As far as horses to try and claim, I considered a few. None of the open probables for any of the races coming up this week (Sam F. Davis, San Vicente, El Camino Real, Southwest) really inspired me. However, one horse who ran last week did: Terra Promessa. After Friday’s Oaklawn allowance romp, I needed to try for her. I still wonder whether that was the right strategy, since I already have another horse (Cosmic Evolution) who may also be on the Oaks trail at Oaklawn, but Terra Promessa looked too good to let go. I mused for a while over whether to bet someone was going to try for her, or not…and bid $11, thinking someone else would.

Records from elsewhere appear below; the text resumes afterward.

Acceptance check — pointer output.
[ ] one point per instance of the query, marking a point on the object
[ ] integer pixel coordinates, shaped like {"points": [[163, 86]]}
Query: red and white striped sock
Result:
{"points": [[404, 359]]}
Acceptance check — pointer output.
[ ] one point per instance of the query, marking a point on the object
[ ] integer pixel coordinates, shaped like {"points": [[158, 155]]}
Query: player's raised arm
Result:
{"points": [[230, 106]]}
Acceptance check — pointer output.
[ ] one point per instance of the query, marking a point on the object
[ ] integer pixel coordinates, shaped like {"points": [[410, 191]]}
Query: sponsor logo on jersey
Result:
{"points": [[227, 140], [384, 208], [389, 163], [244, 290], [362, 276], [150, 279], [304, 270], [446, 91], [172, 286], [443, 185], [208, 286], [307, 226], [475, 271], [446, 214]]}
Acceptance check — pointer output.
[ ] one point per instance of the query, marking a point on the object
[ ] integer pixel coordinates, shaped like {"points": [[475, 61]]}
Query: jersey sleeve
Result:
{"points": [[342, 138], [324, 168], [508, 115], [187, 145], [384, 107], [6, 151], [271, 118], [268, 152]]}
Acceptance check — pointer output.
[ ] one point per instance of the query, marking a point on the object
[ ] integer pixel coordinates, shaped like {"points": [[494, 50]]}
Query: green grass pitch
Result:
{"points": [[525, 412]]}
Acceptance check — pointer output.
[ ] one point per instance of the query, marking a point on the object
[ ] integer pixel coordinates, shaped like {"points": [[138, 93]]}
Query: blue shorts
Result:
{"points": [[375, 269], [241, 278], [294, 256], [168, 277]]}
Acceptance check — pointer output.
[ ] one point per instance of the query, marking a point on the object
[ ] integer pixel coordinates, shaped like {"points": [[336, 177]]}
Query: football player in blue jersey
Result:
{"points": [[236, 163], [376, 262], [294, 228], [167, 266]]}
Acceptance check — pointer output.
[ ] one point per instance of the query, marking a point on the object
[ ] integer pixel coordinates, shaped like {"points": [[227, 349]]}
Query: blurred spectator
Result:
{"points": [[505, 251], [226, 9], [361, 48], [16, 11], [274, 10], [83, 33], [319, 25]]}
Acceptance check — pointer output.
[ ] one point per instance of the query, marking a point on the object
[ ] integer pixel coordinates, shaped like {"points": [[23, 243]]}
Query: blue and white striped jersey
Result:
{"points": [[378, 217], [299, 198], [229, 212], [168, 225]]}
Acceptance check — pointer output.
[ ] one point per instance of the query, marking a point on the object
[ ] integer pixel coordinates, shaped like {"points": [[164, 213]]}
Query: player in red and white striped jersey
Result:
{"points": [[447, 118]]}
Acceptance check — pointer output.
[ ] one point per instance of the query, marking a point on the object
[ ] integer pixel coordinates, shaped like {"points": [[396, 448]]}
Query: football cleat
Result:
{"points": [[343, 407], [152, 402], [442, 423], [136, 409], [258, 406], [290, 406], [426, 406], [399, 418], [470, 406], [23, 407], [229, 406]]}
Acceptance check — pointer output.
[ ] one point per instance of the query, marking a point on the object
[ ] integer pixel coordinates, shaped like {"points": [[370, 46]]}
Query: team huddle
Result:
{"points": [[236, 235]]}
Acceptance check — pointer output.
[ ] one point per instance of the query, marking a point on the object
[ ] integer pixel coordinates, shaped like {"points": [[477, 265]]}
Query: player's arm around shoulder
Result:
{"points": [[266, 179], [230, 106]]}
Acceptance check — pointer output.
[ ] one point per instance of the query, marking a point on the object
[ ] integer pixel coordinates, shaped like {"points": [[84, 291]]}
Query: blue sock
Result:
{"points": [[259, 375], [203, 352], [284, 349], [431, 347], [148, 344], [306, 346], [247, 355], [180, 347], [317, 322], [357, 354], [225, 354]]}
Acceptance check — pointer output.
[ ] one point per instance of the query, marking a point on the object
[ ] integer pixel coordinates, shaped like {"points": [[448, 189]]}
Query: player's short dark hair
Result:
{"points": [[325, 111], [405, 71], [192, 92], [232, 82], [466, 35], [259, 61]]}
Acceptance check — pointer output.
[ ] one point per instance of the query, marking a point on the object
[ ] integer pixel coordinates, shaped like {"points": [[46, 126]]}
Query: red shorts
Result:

No one else bid for Terra Promessa. I made a small error in judgment, thinking someone else would bid for her, but I did not exactly break the bank. I still have $488 of my $500 for the rest of the season, and I have one very promising new filly in my stable.
After two relatively active weeks, this coming week should be a bit quieter — and next week’s update a bit shorter. The only one in my stable likely to run is Gordy Florida, in next Monday’s Southwest Stakes. The last of my draft picks to see the starting gate will likely be Midnight On Oconee, who is expected to go two weekends from now in the Rachel Alexandra.